As a longtime horticulturist and plant pathologist, he helps both experienced and novice growers figure out what’s wrong with their plants.
Lately, he’s turned his attention from tomatoes and roses to an annual plant shrouded in mystery and controversy: marijuana.
Deardorff and Kathryn Wadsworth, his wife and co-author, produced what’s believed to be the first mainstream problem-solving gardening book for cannabis growers, “What’s Wrong With My Marijuana Plant?” (Ten Speed Press, 192 pages, $19.99). It’s the fifth in the couple’s award-winning, photo-packed series of “What Wrong With My Plant?” books.
With legalization in California and other states, their new book has rapidly become a best-seller. Based in Washington where Deardorff taught for many years, the couple travel the country, giving lectures to pot growers on how to produce better, healthier plants without chemical pesticides, fungicides or fertilizers. Recently, they were in Berkeley to talk to California growers.
Marijuana is now legal in some form in 30 states plus the District of Columbia. Because cannabis is still outlawed on the federal level, universities have shied away from research of cannabis as a crop. The usual sources of how-to information for gardeners and farmers aren’t available, Deardorff said.
“Anyone who gets federal funding won’t touch it,” Deardorff said. “I’ve been teaching master gardeners (about plant pathology) for 20 years, but they can’t officially buy our book as a resource. It’s like talking about wine grapes during prohibition.”
Deardorff, 75, and Wadsworth, 68, are devoted organic gardeners. All five of their gardening books are dedicated to organic methods without the use of chemical pesticides or fertilizers.

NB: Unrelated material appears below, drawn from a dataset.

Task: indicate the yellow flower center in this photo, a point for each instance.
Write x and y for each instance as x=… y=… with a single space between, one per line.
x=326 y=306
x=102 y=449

“We’ve observed numerous instances in online marijuana forums where a grower has a problem, posts a photo, and asks for help,” he explained. “Many of the responses from other growers are misleading at best and totally wrong at worst. There is an enormous amount of misinformation on the web that is a disservice to this burgeoning industry.”
The couple do not grow cannabis. Deardorff said he experimented with growing it briefly in 1971 and 1973. Most of the information for their book came from longtime medical marijuana growers as well as university research overseas.
“All marijuana is pretty easy to grow; that’s why they call it ‘weed,’” he said. “It’s a vigorous plant and generally very healthy.”
The couple compared marijuana to roses or citrus in terms of its needs, growing conditions and common maladies. Like any plant, cannabis can develop problems, either from improper growing conditions or pests and disease. Cannabis grown indoors (a mandate in many cities, including Sacramento) tends to have more issues than if grown outside.